Actually, that is the section I am most familiar with, having grown up rewiring N guage train tracks and the old racing car sets as well into big layouts in New Jersey with one of the clubs there... lol.. used to have as many as eight operations boards so one could wander around the track and still operate the different areas... Just always thought of the travelers and commons as a standard and got to wondering why I dont do it simply as a remote instead... since I am feeding each circuit from one end and then using the other end for the lighting...

Of course, labels is going to be very necessary... on the conduits as construction happens, in the boxes, etc... otherwise will end up with conduits going to the wrong places.
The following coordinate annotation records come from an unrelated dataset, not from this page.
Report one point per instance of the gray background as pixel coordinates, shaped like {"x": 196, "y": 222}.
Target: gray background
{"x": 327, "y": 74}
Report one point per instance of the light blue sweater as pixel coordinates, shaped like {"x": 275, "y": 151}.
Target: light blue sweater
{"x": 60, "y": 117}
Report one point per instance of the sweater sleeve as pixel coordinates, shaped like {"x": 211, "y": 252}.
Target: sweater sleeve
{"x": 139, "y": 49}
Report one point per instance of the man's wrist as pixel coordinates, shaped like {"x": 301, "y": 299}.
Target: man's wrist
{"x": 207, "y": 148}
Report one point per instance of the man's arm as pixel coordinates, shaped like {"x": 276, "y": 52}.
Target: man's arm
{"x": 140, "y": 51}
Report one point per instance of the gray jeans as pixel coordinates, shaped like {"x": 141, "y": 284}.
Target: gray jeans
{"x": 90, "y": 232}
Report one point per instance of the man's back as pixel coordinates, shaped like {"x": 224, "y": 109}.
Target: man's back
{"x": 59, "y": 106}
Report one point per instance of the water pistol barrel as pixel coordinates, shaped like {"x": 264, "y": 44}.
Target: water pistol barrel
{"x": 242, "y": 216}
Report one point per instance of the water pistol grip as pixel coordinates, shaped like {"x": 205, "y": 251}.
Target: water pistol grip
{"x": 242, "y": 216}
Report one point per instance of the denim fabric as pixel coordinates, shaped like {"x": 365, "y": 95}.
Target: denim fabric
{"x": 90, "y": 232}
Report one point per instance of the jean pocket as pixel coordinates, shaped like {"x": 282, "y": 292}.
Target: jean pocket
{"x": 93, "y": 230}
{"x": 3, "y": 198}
If I was in USA would use those colored conduits for the different runs... but in Ja all conduits are white... all water pipes are white.. so only going to be spray painting conduits to color code them..lol...
Should be fun but when it is done should be a nice payoff... thinking this job might pay for my house to finish..lol.
 

Adamjamma

Senior Member
Jamaica Does it have "american style" (110v) wiring or "European Style"(230v) wiring ????
Hmm.. USA 120/240 but 50 Hz... Loads of people wanting 230 single phase as well... European style... depending upon country they are from will tell you what outlet you will install...Have installed British, French and German gear here... using Step Up Transformers sometimes or using Solar transverter systems as well... Usually the gear they bring with them is the same stuff I would bring... Kitchen gadgets from France, Tools in the Workshop, Dishwasher and Washer... all because the European stuff heats its own water and once you get used to leaving the front loader open after use for a few hours, it seems like it cleans better... Plus, it has been designed to use low pressure from attic tanks as well... so the systems sense the water pressure.

Wires here and conduit usually Metric and marked with European Codes on them...
So I have my onsite guide and my NEC with me always..lol... Because there is a difference between 12 g and 2.5mm and between 15mm conduit and 1/2 inch conduit...
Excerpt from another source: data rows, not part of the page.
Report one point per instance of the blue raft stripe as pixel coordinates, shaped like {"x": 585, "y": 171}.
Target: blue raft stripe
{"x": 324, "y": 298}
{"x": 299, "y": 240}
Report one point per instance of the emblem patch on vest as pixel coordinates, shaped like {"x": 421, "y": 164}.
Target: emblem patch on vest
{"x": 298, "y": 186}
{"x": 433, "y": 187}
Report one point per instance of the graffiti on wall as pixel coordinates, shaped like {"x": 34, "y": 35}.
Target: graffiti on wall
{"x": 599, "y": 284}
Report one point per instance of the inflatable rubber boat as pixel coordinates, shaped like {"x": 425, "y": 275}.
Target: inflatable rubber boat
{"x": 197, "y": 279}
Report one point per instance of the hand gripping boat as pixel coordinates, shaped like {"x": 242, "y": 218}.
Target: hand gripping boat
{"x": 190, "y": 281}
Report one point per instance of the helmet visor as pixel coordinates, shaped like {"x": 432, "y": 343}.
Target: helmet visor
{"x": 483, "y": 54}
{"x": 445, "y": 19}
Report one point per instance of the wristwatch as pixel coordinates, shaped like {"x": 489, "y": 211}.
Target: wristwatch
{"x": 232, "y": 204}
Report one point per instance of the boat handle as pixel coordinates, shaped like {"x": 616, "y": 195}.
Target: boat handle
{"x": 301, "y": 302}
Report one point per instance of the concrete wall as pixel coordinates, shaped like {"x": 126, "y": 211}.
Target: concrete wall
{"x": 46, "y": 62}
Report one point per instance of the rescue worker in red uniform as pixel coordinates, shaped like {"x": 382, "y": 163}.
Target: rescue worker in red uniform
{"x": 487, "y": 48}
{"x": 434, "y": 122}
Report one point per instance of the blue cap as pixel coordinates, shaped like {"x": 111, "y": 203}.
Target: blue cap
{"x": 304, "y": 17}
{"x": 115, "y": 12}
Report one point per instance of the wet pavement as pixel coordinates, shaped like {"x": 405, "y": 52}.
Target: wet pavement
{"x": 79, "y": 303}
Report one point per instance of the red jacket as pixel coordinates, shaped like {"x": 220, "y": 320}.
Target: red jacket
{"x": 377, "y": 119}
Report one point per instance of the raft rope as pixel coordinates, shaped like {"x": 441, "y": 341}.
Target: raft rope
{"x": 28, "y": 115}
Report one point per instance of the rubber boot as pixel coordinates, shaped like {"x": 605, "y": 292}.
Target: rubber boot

Actually, I feel sometimes the British Calculations is safer to use, though it takes longer sometimes to do..lol...
But, Ja is going to adopt the NEC, or so they have been saying for the last 7 years.
 

Strathead

Senior Member
Draw how you are going to run the conduit from point to point. We can help you with the wiring... Post the pictures and I can AutoCad the thing for you with wire counts per pipe. No way I can figure out what you are trying to do or counts in the pipe if I don't know the final piping scheme or intent of the owner
Gary has it right and this is a great offer. We can tell you how the wires hook up schematically, but if that doesn't tell you what wires you need in what conduit then we can't help without the actual conduit routing. Your fist post is not exactly right. Electrically you have to look at three way and four way switches separately.
3-way switches have power from the panel coming in one end, two wires between them we call travelers, and a switch leg coming out the other end. When you do a house in romex you usually do as you said, run 3 wire looped through. That third wire is not always the neutral though. It can be the hot, the neutral or the switch leg, depending on how you twist the wire nuts together and which end you feed the lights from.

4-way switches merely intercept the travelers so they require four wires to them 2 in and 2 out. But since, in a house you are "carrying" one of the above wires through, you run 3 wire each way.

In most conduit situations, you will have one conduit running to a four way that is "junctioned" So that conduit will only get the 4 wires and the ground as discussed.

Regarding you fundamental question of whether you have to run the neutral with the other conductors, the answer is more complicated than yes or no. The neutral has to share the path with the hot, and/or switch leg, but not when it is going to a control device. The intent of the code is that you don't have the hot traveling one way around the house and the neutral traveling another.

Hope this helps. Again, take Gary up on his suggestion.